Peter Orzsag, the former White House budget director, says life as an investment banker at Citi is “so far so good.”
His road to cliche-land was paved after a brief encounter with Bob Rubin, wherein he seized a moment of opportunity, he explains to NYMag.
“They let me come to a Cabinet-level meeting, for reasons I didn’t fully understand. Rubin was secretary of Treasury. He made a small maths mistake, and on the way out the door, I wrote a note that said, ‘It was a billion, not a million.’ I handed it to him, and he shoved it into his briefcase. At my desk 10 days later, my phone rings, and it was the operator on the line saying, ‘Will you please hold for the secretary of the Treasury?’ He was in Europe, and he called just to say I was right. Which was remarkable.”
Now Orszag is employed at Citi and living the sweet life. His meal of choice: a grilled-chicken salad. Woman of choice: ABC News correspondent Bianna Golodryga, after impregnating and ditching Claire Milonas, a Greek shipping heiress. Wardrobe: at the White House, he wore cowboy boots under his navy suits (is that flying with Vikram Pandit at Citi?

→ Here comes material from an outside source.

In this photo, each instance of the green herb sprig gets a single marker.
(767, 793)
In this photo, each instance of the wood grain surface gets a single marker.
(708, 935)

We don’t know.)
Orszag now lives in a “big new apartment downtown with his wife (Golodryga, pictured).
Here’s what his new job at Citi entails:
- Business trip(s) to London to meet with Citi’s managing directors and president and chief operating officer John Havens
As for the flack he’s inevitably getting for becoming a cliche, he explains how he made the “fundamental choice” about his career like this:
“Look, I faced a fundamental choice. I could have been totally comfortable doing something easy, going back to academe or a think tank, giving speeches, having a cushy consulting thing—ironically, which would have played off my White House experience much more than what I chose to do. Or I could have done something new, which would be harder.”
Here’s how other people explain it, according to NYMag:
Orszag quit over principle, telling friends he was upset by Washington’s refusal to get serious about the deficit. A less favourable view is that Orszag was marginalized by Emanuel and David Axelrod.
[He “clashed” with Larry Summers, who “wasn’t focused on the long-term debt crisis.”] “Peter was somebody who could be a foil to Larry. He suffered from a small case of Summers-itis, where you display your brilliance,” one budget-policy wonk who has worked with both men explains.
“He was accused of leaking and being disloyal,” said one Democrat close to the players. “The press loved Peter, which was part of the reason why the White House didn’t love him.”